Jasmine McCall was heading to college when she tried to open her first bank account, but she forgot to pay her first credit card bill, which left her with a bad score and an inability to open the account.
McCall was raised by a single mother with her four siblings, and as more Black Americans haven’t learned much about money, credit, and other financial literacy tools.
“At this point in my life, I did very well, but I will never forget the feeling of being constantly rejected because my mother had bad credit,” she said. The sun.
McCall decided to tackle her bad credit head-on, writing letters to collection agencies after realizing she had racked up extra charges she didn’t owe. She also started paying attention to her daily transactions and eventually the dispute letters worked in her favor as the credit bureaus removed the extra charges from her credit report and forgave the charges resulting in an increase in 100 credit points.
McCall then began coaching family and friends with their credit scores and last summer, when she was looking for a way to earn extra money after her job informed her that it would reduce her salary, she started to think of a way to compensate her, not realizing that she has a jewel in her pocket.

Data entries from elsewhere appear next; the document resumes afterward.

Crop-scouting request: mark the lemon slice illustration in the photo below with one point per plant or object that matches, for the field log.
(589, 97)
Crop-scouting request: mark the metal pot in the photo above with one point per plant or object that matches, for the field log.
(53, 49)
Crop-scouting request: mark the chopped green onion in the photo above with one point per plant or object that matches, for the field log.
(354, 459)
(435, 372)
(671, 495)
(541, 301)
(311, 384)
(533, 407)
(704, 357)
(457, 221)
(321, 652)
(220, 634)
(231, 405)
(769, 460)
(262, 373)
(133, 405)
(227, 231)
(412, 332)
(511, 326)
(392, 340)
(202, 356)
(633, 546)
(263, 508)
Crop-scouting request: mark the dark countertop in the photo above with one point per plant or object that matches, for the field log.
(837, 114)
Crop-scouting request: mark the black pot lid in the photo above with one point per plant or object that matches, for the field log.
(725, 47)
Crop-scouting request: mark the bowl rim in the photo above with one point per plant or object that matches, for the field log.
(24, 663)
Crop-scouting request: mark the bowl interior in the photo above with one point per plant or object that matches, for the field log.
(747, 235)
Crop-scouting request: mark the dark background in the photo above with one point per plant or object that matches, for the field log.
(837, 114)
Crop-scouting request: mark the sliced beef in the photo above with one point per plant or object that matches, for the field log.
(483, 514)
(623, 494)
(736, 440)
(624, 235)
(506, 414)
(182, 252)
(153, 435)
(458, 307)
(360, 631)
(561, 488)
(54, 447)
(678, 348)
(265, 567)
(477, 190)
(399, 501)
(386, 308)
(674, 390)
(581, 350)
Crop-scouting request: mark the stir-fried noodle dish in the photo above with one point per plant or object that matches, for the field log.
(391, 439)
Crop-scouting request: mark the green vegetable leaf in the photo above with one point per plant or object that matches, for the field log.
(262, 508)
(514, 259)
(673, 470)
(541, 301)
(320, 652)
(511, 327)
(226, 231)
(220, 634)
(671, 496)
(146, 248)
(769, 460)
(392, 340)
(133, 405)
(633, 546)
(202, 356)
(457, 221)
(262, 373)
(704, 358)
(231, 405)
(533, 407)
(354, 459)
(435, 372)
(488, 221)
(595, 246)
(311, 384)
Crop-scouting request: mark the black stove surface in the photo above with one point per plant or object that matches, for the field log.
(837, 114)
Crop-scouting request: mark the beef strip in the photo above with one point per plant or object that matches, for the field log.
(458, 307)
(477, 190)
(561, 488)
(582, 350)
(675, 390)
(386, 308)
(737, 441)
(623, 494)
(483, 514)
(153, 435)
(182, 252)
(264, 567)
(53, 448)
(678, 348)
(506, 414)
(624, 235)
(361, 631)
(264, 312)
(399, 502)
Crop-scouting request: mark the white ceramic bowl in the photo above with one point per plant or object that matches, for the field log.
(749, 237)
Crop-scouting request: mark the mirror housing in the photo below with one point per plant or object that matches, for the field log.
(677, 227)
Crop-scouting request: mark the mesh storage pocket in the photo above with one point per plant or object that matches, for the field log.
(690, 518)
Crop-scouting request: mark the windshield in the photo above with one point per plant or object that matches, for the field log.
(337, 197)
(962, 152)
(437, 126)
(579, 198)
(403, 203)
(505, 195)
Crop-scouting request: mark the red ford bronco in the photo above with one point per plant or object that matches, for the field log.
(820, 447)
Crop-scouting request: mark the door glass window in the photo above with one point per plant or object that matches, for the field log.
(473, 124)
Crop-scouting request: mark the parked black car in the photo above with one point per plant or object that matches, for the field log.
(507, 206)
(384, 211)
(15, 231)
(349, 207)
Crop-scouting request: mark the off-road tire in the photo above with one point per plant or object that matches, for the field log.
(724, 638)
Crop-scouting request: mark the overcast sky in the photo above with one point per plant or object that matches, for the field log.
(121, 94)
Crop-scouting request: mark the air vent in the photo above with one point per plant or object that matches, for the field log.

Rather than helping people individually, McCall began laying out a plan for a digital set of credit repair services. The package included dispute letter templates that people could use to resolve their own credit issues.
McCall’s business took off and became a success, but she didn’t stop there, creating a YouTube channel, Life with Jazzy. The channel includes McCall speaking on a range of financial topics, including collections, credit cards for kids, medical debt and even down payments and how to boost your credit score.
“I wanted to share my tips for increasing credit widely, instead of just working with clients individually. It was supposed to be a one-off thing, but there seemed to be an audience for the videos,” McCall recounted, according to The sun.
“August 2021 was my first time making money on YouTube through ad revenue, a payout of $3,199, and that revenue grew over time, up to $6,800 in one month.”